Young Montanans who achieved a landmark triumph in Held v. Montana are calling on the state's highest court to enforce this victory.
IN groundbreaking legal solution in August 2023A Montana judge has ruled in favor of 16 young plaintiffs who accused government officials of violating their constitutional rights by promoting fossil fuels. The state Supreme Court affirmed the judge's findings in late 2024. But state lawmakers have since violated her decision, enshrining new laws this year that contradict it, 13 of the 16 plaintiffs argued in a petition filed Wednesday.
“This new policy means the state will continue to act in ways that increase greenhouse gas emissions, which were shown in the Held case to disproportionately harm young people,” said Ricky Held, the 24-year-old lead petitioner who was also named as a plaintiff in the previous lawsuit. “This means we will continue down the path that we already know and have proven to be harmful.”
Held's decision said state laws limiting the ability of government agencies to consider greenhouse gas emissions and climate impacts during environmental reviews are unconstitutional. It also says that while the climate crisis is a global issue, Montana has a responsibility to address the harm caused by greenhouse gas emissions within the state.
“The decision confirmed that laws that turn a blind eye to agencies during environmental reviews are unconstitutional,” said Nate Bellinger, senior attorney at Our Children's Trust, the nonprofit law firm that filed the petition and Heald v. Montana. “But now the state is essentially re-blinding the agencies.”
The new challenge states that during Montana's 2025 legislative session, elected leaders passed legislation that would prohibit the state from adopting more stringent air quality standards than those included in the federal Clean Air Act. It's a “complete inversion” in which federal standards would serve as a regulatory limit rather than a floor, Bellinger said.
The Legislature also amended the state's Environmental Policy Act to name just six climate-warming gases that the state would be required to inventory when conducting environmental reviews of energy projects. He also required that upstream and downstream emissions — or those that result from transporting fossil fuels or burning fuels produced in Montana outside the state — should not be included in the analysis, even though agencies have previously taken those impacts into account.

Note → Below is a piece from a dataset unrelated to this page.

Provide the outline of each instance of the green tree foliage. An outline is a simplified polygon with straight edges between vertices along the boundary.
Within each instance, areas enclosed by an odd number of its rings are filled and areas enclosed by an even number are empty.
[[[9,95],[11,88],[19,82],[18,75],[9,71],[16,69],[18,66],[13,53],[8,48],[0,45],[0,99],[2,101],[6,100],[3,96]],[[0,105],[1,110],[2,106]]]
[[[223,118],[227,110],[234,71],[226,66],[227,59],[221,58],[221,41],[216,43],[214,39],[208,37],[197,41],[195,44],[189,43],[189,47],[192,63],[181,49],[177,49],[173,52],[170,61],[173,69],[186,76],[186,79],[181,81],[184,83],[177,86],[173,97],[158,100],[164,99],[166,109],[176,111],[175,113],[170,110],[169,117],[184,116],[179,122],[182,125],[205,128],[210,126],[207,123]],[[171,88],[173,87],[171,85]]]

In an “even more egregious” move, Bellinger said, legislators expressly prohibited government agencies from using the pollution information they receive to condition or deny permits for these proposals.
“These provisions are unconstitutional,” Bellinger said.
The petition names the state of Montana, as well as its Governor Greg Gianforte and the Department of Environmental Quality as defendants. The agency declined to comment on the situation. Montana State was not immediately available for comment.
Legislators behind the new policy have made it “abundantly clear” that their proposals are a response to young challengers winning in 2023, Bellinger said. Late last year, the new state Senate president and House speaker even issued a joint statement. tell the court to “buckle up” for the next session.
In a new petition, the challengers are asking the Montana Supreme Court to strike down these new laws. They say it is a necessary step to ensure the state fulfills the responsibilities set out in its constitution, which guarantees the right to a “clean and healthy environment.”
The issue comes amid attacks on climate and environmental regulations by the Trump administration. These attacks make the need for states to protect their citizens even more important, youth activist Held said.
“The time has come where we really need to see more action from our government on greenhouse gas emissions,” Held said.
Montana has moved in the opposite direction, Bellinger said, with the state's governor creating a task force to make recommendations for “unleashing” fossil fuel production, echoing Trump's executive order. signed in January. Government officials actively assessing proposals to expand coal, oil and gas production in line with Trump's pro-fossil fuel agenda, he said.
“We need to get these laws off the books as quickly as possible so they have all the tools they need to deny these permits and not feel like they have to approve them,” Bellinger said.
Held says she has experienced first-hand the effects of the climate crisis, caused primarily by the burning of fossil fuels. On her family's ranch where she grew up, drought wreaked havoc on livestock health and crops, and extreme weather limited her ability to spend time outdoors. Between the filing of Held v. Montana in 2020 and the plaintiffs' victory in the case three years later, global warming worsened, she said.
“We don't have another five years to wait for protection while the government continues to use fossil fuels,” she said. “It's really urgent.”